The Magellan Infrastructure Fund is a global stock portfolio made up of 45% utility companies, 40% infrastructure, such as toll roads and airports, and 15% cash. The fund was down 18.9% over the three months to the end of March 2020.

Stack says that within the sector there have been some big disparities. Airport stocks fell more than 40% during the March quarter, toll roads lost around 25% and energy infrastructure was down 12%. Communications infrastructure rose 4%.

“The problem for airports, toll roads and rail segments is that they face significant short-term declines in patronage. With airports and toll roads, we expect a significant drop in passenger movements and car trips but we assess that our companies have sufficient cash flow and liquidity to cope.

“If you take the 41% drop for airport operators for the March quarter, we estimate that investors are pricing in something like a six-month interruption in passenger numbers, followed by a slow recovery. If the interruption is shorter then airport stocks could claw back some of their losses.”

Stack says demand patterns for transport infrastructure have historically been consistent and predictable but current circumstances are extraordinary.
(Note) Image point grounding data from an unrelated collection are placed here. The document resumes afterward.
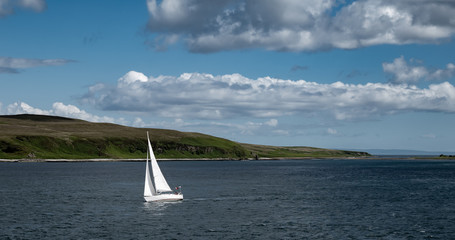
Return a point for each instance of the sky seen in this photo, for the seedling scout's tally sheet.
(344, 74)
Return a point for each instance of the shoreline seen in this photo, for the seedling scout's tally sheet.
(384, 157)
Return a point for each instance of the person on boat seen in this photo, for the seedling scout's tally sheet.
(178, 190)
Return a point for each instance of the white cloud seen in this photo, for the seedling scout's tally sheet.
(22, 108)
(58, 109)
(13, 65)
(7, 7)
(332, 131)
(299, 25)
(402, 72)
(204, 96)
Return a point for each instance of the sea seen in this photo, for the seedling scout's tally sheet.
(276, 199)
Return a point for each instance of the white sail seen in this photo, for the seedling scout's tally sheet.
(158, 178)
(148, 186)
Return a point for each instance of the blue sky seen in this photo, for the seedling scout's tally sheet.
(335, 74)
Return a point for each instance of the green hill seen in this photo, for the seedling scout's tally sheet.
(51, 137)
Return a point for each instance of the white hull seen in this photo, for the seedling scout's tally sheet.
(167, 197)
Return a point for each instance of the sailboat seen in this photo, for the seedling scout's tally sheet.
(156, 188)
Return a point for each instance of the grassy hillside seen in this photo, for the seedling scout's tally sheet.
(50, 137)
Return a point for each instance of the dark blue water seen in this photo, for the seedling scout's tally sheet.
(292, 199)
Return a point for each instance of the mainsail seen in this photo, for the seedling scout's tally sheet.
(158, 178)
(148, 186)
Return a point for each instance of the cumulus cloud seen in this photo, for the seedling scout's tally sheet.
(8, 7)
(13, 65)
(299, 25)
(58, 109)
(205, 96)
(402, 72)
“We have reviewed the balance sheets and forecast cash flows for the companies in our portfolio. Our companies are generally in strong positions in terms of solvency for at least the next six months,” he says.

RARE Infrastructure co-founder and senior portfolio manager, Nick Langley, says: “Since the current selldown began in February, regulated sectors, such as electric and water utilities, have help up well compared with equities. However, the impact of the shutdown on transport assets such as airports and toll roads has affected these companies sharply.”

RARE’s most defensive portfolio is its Infrastructure Income Fund, which has a bias to utility sectors. Electric, gas and water utilities make up 85% of the holdings in the portfolio.

Langley says earnings are linked to the underlying asset base, rather than the economic cycle. “So, while stock prices of these companies may be affected by board market sell-offs, their resilient earnings and cash flow profile gives us confidence that the stock price will bounce back once fundamentals become the key driver again.”

The Infrastructure Income Fund fell 4.1% in February. The S&P Global Infrastructure Index was down 9% over the same period.